Coursework and collaboration at Ibotta

Over the past two years, Ibotta, a developer of mobile shopping apps, has built up an analytics team from within the organization through formal and informal training.

The team has developed six-week long courses in SQL, Python and Spark as well as short introductory training sessions on topics such as Tips and Tricks for Effectively Communicating Analytical Results, Pros and Cons of Frequentist vs.

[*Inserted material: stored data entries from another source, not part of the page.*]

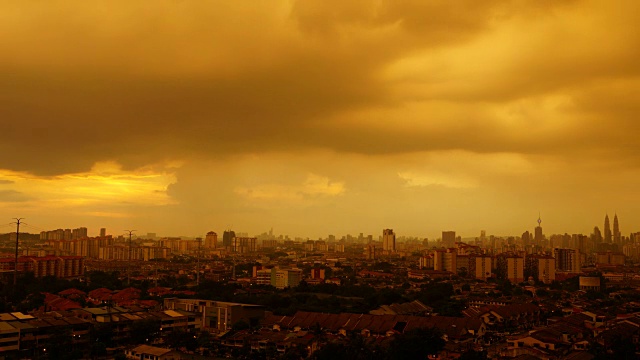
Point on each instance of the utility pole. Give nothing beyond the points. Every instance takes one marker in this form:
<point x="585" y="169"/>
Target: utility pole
<point x="15" y="267"/>
<point x="129" y="259"/>
<point x="198" y="262"/>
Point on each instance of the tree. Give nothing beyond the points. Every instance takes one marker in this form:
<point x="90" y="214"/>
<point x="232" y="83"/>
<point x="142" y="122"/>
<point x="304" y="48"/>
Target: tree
<point x="416" y="344"/>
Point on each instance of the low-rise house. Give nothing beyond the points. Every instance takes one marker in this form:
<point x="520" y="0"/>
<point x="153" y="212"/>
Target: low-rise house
<point x="146" y="352"/>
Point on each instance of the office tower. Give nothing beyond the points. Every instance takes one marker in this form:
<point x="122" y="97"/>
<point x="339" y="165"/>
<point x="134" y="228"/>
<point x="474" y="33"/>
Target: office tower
<point x="541" y="268"/>
<point x="597" y="235"/>
<point x="448" y="238"/>
<point x="211" y="240"/>
<point x="568" y="260"/>
<point x="616" y="230"/>
<point x="388" y="241"/>
<point x="371" y="252"/>
<point x="227" y="238"/>
<point x="607" y="229"/>
<point x="482" y="265"/>
<point x="512" y="266"/>
<point x="446" y="260"/>
<point x="538" y="234"/>
<point x="526" y="238"/>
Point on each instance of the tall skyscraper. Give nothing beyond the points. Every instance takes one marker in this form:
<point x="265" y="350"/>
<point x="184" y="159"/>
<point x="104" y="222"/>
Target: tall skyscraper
<point x="448" y="238"/>
<point x="211" y="240"/>
<point x="607" y="229"/>
<point x="538" y="234"/>
<point x="617" y="237"/>
<point x="388" y="240"/>
<point x="597" y="235"/>
<point x="227" y="238"/>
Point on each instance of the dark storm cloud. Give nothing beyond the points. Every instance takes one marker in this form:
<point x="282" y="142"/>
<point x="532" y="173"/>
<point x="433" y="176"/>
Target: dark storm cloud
<point x="139" y="84"/>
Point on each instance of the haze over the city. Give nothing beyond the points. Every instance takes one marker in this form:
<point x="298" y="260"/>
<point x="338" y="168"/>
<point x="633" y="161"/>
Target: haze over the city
<point x="318" y="117"/>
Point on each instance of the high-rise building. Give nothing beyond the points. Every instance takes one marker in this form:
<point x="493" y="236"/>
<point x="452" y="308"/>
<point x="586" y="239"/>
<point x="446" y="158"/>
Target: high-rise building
<point x="607" y="229"/>
<point x="481" y="268"/>
<point x="448" y="238"/>
<point x="446" y="260"/>
<point x="568" y="260"/>
<point x="283" y="278"/>
<point x="227" y="238"/>
<point x="388" y="241"/>
<point x="617" y="237"/>
<point x="211" y="240"/>
<point x="597" y="235"/>
<point x="541" y="268"/>
<point x="539" y="237"/>
<point x="371" y="252"/>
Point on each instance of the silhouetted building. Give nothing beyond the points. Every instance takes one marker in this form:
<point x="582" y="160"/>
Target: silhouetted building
<point x="539" y="237"/>
<point x="227" y="238"/>
<point x="568" y="260"/>
<point x="607" y="229"/>
<point x="617" y="236"/>
<point x="448" y="238"/>
<point x="388" y="241"/>
<point x="211" y="240"/>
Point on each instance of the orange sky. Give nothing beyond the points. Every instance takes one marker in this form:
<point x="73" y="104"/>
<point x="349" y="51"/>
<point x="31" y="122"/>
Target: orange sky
<point x="320" y="117"/>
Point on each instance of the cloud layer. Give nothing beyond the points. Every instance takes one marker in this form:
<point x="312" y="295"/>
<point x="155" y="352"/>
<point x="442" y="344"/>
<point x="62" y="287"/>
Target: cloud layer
<point x="347" y="99"/>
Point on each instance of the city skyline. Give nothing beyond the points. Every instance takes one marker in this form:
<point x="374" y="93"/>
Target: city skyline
<point x="69" y="233"/>
<point x="318" y="117"/>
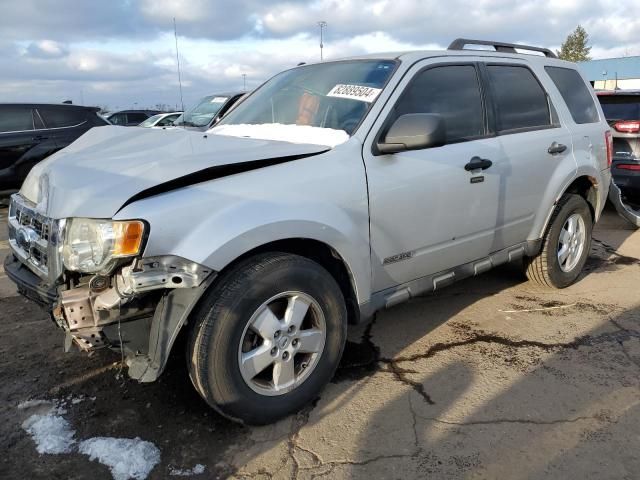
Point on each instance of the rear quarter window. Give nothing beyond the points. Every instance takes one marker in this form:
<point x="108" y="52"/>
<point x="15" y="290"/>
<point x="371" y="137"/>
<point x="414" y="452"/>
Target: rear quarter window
<point x="620" y="107"/>
<point x="15" y="119"/>
<point x="575" y="94"/>
<point x="136" y="117"/>
<point x="62" y="117"/>
<point x="519" y="99"/>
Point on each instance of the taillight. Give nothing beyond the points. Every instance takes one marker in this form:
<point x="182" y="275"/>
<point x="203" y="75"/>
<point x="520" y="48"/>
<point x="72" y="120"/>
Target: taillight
<point x="628" y="127"/>
<point x="628" y="166"/>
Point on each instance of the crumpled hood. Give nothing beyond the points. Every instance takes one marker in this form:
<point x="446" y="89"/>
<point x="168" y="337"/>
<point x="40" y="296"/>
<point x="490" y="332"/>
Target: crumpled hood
<point x="95" y="175"/>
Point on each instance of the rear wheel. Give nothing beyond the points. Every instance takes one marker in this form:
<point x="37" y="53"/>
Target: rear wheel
<point x="565" y="246"/>
<point x="268" y="337"/>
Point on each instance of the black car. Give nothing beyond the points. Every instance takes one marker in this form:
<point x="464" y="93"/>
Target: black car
<point x="622" y="110"/>
<point x="208" y="111"/>
<point x="130" y="118"/>
<point x="31" y="132"/>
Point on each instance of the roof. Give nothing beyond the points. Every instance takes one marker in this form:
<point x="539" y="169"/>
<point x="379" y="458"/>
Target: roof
<point x="38" y="105"/>
<point x="413" y="56"/>
<point x="609" y="68"/>
<point x="153" y="112"/>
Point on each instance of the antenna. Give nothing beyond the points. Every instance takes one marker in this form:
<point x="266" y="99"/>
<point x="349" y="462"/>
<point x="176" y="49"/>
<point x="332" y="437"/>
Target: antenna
<point x="175" y="34"/>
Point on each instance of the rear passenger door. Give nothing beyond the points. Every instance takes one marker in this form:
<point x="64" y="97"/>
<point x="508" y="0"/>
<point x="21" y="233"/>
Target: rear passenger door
<point x="537" y="146"/>
<point x="17" y="138"/>
<point x="427" y="212"/>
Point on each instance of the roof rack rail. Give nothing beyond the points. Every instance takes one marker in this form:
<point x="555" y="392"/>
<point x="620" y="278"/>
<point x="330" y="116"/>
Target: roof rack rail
<point x="460" y="43"/>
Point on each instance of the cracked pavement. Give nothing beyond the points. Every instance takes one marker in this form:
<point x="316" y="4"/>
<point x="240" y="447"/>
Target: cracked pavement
<point x="492" y="377"/>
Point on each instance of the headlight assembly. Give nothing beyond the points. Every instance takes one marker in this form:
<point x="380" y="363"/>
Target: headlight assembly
<point x="92" y="245"/>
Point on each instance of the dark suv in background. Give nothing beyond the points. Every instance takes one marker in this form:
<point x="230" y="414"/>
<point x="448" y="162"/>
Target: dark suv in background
<point x="622" y="110"/>
<point x="31" y="132"/>
<point x="131" y="118"/>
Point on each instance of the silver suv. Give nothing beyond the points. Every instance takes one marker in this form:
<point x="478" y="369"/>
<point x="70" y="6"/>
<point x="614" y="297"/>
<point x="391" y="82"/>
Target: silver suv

Bayesian Statistics, and Building Neural Networks leveraging TensorFlow.

“In addition, we hold bi-weekly brainstorming sessions where team members discuss and ideate on a variety of analytics and data science topics, and how each could be leveraged throughout the company,” says Laura Spencer, vice president of data analytics and science.

The company also heavily focuses on collaborative projects between analysts with different skill sets to encourage sharing of skills, capabilities and constraints.

“For example, we recently conducted a retention deep-dive with experts in marketing analytics, machine learning, and user research to build [recommendations] for the business,” Spencer says. “We also have several initiatives to encourage our employees to continue learning externally and bringing new tools and methodologies back to the team.”

Ibotta hosts and attends various big data and data science meetings near its headquarters. “We also sponsor each data scientist to attend a conference of their choosing each year and in return, the individual provides training of their conference learnings back to the rest of the organization,” Spencer says.

Over the past couple of years Ibotta’s analytics team has grown to about 45 individuals and includes skill sets such as data engineering, statistics, and machine learning.